# Lightsheet?



## TOM1701 (Aug 24, 2002)

Where can I purchase Lightsheet? On the culttvman website I've seen many modelers who use this product on Enterprise nacelles. However I cannot find anywhere to purchase this product. Can anyone help?


Tom D.


----------



## Steve CultTVman Iverson (Jan 1, 1970)

Email [email protected]


----------



## ChrisDoll (Sep 2, 1999)

www.digikey.com is a far more reliable source.


----------



## Raist3001 (Oct 23, 2003)

www.Nightlaunch.com sells the same product as lightsheet (electroluminescents) and is cheaper in price. Their product is called Glowwrap.


----------



## TrekFX (Apr 15, 2004)

LightSheet (TM) is available through LightSheet Systems.

Just drop me an email at

[email protected]

and we'll foward full product information with modelling tips.

Best regards,
Mike Emery
LightSheet Systems


----------



## uss_columbia (Jul 15, 2003)

ChrisDoll said:


> www.digikey.com is a far more reliable source.


I only found EL elements on digikey in their discontinued items section (of optoelectronics category). Am I just looking in the wrong places?


----------



## lunadude (Oct 21, 2006)

Raist3001 said:


> www.Nightlaunch.com sells the same product as lightsheet (electroluminescents) and is cheaper in price. Their product is called Glowwrap.


They seem to be gone now.


----------



## DL Matthys (May 8, 2004)

bump bump


----------



## Griffworks (Jun 24, 2002)

He made that post a couple years back, Don. Might want to check the dates.


----------



## DL Matthys (May 8, 2004)

OK then....that was old news I guess.

At present for my most *FAVORED* source for EL materials is from Miller Engineering. This outfit is *modeler friendly* and has first rate *customer service* !
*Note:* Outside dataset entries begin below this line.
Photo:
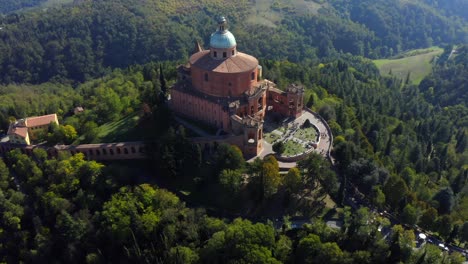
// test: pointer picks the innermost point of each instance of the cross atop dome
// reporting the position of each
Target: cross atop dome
(222, 23)
(222, 41)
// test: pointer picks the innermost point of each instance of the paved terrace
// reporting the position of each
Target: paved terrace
(324, 146)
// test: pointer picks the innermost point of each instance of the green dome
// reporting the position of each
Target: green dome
(222, 40)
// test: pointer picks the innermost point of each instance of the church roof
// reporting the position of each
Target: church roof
(222, 40)
(241, 62)
(40, 120)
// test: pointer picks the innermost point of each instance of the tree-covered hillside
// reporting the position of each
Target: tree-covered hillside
(82, 41)
(7, 6)
(398, 147)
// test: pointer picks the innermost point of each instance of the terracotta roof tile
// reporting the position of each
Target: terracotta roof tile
(20, 131)
(40, 120)
(241, 62)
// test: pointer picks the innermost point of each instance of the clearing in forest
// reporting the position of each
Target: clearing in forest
(415, 64)
(269, 12)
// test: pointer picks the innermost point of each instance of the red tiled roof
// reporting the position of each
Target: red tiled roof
(40, 120)
(20, 131)
(241, 62)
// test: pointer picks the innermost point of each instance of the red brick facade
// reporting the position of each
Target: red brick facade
(222, 87)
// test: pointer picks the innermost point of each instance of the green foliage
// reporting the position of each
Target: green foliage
(278, 147)
(14, 5)
(292, 181)
(231, 181)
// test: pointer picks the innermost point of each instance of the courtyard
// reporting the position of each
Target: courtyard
(298, 136)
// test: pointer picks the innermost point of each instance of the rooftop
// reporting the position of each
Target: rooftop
(20, 131)
(222, 40)
(40, 120)
(240, 63)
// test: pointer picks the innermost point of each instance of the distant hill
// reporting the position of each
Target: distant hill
(87, 39)
(413, 65)
(7, 6)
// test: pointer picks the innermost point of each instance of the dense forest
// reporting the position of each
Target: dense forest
(402, 147)
(8, 6)
(84, 41)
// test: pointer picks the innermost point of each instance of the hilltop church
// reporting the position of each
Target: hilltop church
(224, 88)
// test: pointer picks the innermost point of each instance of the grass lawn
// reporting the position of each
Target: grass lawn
(264, 14)
(270, 137)
(292, 148)
(418, 63)
(120, 130)
(306, 134)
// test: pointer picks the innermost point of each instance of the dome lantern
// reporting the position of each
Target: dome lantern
(222, 38)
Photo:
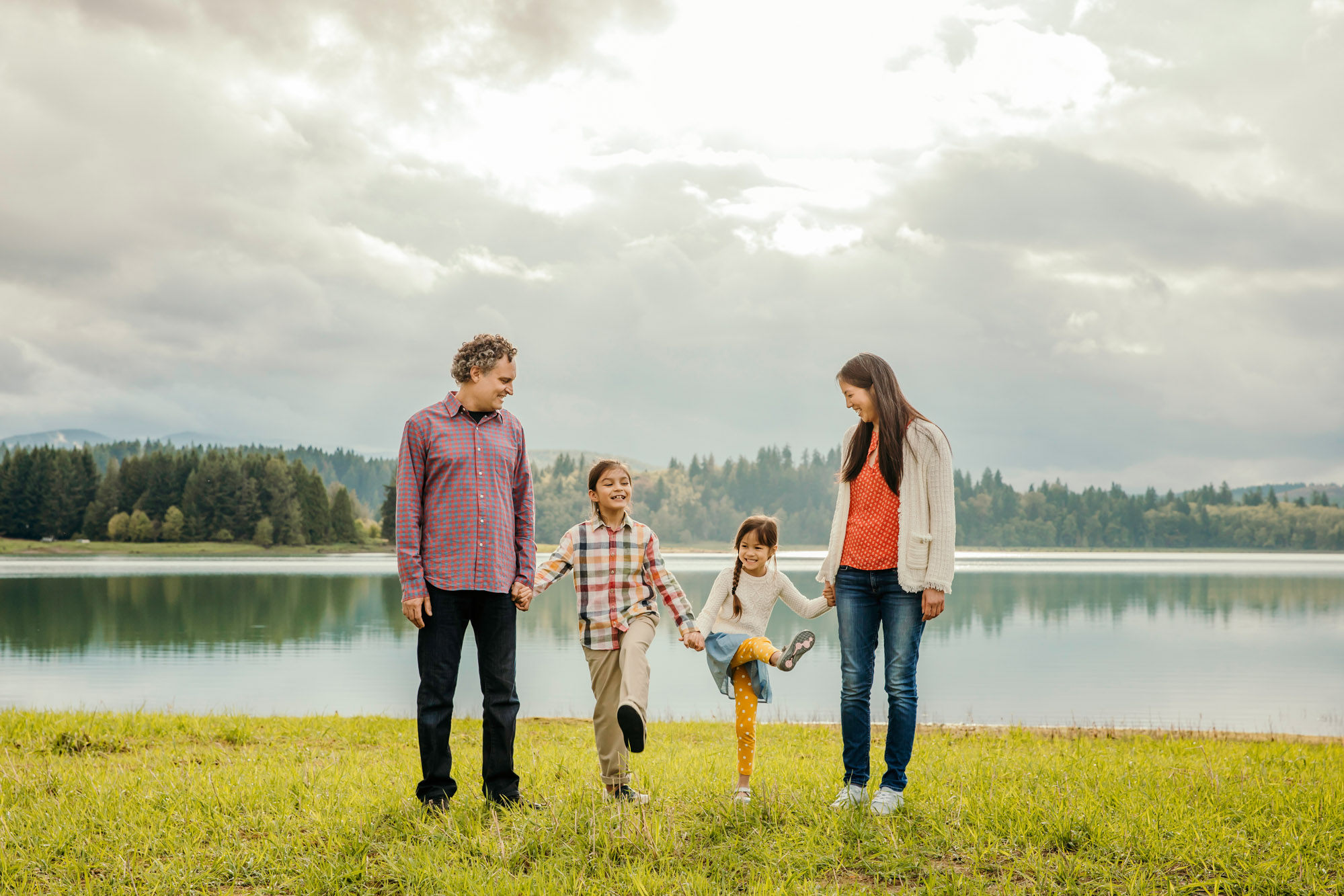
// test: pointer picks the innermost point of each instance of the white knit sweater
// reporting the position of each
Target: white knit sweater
(928, 515)
(757, 596)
My last 2 big time lite 'em up projects used the #2504 Jumbo Experimentor kits

Here be the URLs:
http://www.microstru.com/
http://www.microstru.com/Experimenter-Kits.html

Digikey still sells 5.5 volt EL drivers

Don Matthys 
dba Don's Light and Magic 
www.DLMparts.com 
[email protected] 
Make it Glow!


----------



## Steve244 (Jul 22, 2001)

good find. Thanks.


----------



## Johnnyb1 (Oct 14, 2004)

I've tried contacting trekfx several times and have never received a response from them. Are they still around.


----------



## Steve244 (Jul 22, 2001)

I don't think so. He mentioned he was shutting down for a while a couple years ago.


----------